You can sign into your account by using a client secret or by using the password of a certificate that is associated with your service principal's app registration.

Authorize a service principal by using a client secret

Type the following command, and then press the ENTER key.

export AZCOPY_AUTO_LOGIN_TYPE=SPN
export AZCOPY_SPA_APPLICATION_ID=<application-id>
export AZCOPY_SPA_CLIENT_SECRET=<client-secret>

Replace the <application-id> placeholder with the application ID of your service principal's app registration. Replace the <client-secret> placeholder with the client secret.

Note

Consider using a prompt to collect the password from the user. That way, your password won't appear in your command history.

Then, run any azcopy command (For example: azcopy list https://contoso.blob.core.windows.net).

Authorize a service principal by using a certificate

If you prefer to use your own credentials for authorization, you can upload a certificate to your app registration, and then use that certificate to log in.

In addition to uploading your certificate to your app registration, you'll also need to have a copy of the certificate saved to the machine or VM where AzCopy will be running.
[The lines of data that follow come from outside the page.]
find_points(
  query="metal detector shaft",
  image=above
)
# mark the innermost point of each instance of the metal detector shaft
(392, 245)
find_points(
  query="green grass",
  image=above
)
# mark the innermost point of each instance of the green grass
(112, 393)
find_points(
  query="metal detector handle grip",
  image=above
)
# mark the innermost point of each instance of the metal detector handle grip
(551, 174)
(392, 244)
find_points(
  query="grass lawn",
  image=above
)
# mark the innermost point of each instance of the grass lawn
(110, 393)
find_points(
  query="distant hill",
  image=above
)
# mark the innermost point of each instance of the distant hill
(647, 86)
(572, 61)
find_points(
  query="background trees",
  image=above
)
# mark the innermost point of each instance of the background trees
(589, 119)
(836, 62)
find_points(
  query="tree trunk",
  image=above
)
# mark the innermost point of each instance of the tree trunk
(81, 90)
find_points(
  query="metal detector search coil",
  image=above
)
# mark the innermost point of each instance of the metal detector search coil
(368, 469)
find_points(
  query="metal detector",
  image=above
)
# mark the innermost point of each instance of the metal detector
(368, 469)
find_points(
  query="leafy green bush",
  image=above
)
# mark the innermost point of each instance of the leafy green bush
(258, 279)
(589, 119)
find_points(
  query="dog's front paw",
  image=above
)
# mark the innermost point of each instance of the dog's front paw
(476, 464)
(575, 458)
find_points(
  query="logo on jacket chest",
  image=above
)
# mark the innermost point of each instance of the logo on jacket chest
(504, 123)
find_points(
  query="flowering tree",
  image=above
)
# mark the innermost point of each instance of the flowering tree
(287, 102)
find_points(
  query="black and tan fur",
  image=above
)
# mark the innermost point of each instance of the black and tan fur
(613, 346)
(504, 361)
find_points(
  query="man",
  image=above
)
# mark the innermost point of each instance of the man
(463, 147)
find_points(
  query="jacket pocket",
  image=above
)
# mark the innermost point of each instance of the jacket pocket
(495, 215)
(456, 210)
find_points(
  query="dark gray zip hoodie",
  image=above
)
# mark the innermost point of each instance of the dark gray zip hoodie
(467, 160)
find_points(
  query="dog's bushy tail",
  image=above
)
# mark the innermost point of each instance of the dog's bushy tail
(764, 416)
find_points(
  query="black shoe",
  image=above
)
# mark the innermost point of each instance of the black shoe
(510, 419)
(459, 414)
This copy of the certificate should be in .PFX or .PEM format, and must include the private key. The private key should be password-protected.

Type the following command, and then press the ENTER key.

export AZCOPY_AUTO_LOGIN_TYPE=SPN
export AZCOPY_SPA_CERT_PATH=<path-to-certificate-file>
export AZCOPY_SPA_CERT_PASSWORD=<certificate-password>

Replace the <path-to-certificate-file> placeholder with the relative or fully qualified path to the certificate file. AzCopy saves the path to this certificate but it doesn't save a copy of the certificate, so make sure to keep that certificate in place. Replace the <certificate-password> placeholder with the password of the certificate.

Note

Consider using a prompt to collect the password from the user. That way, your password won't appear in your command history.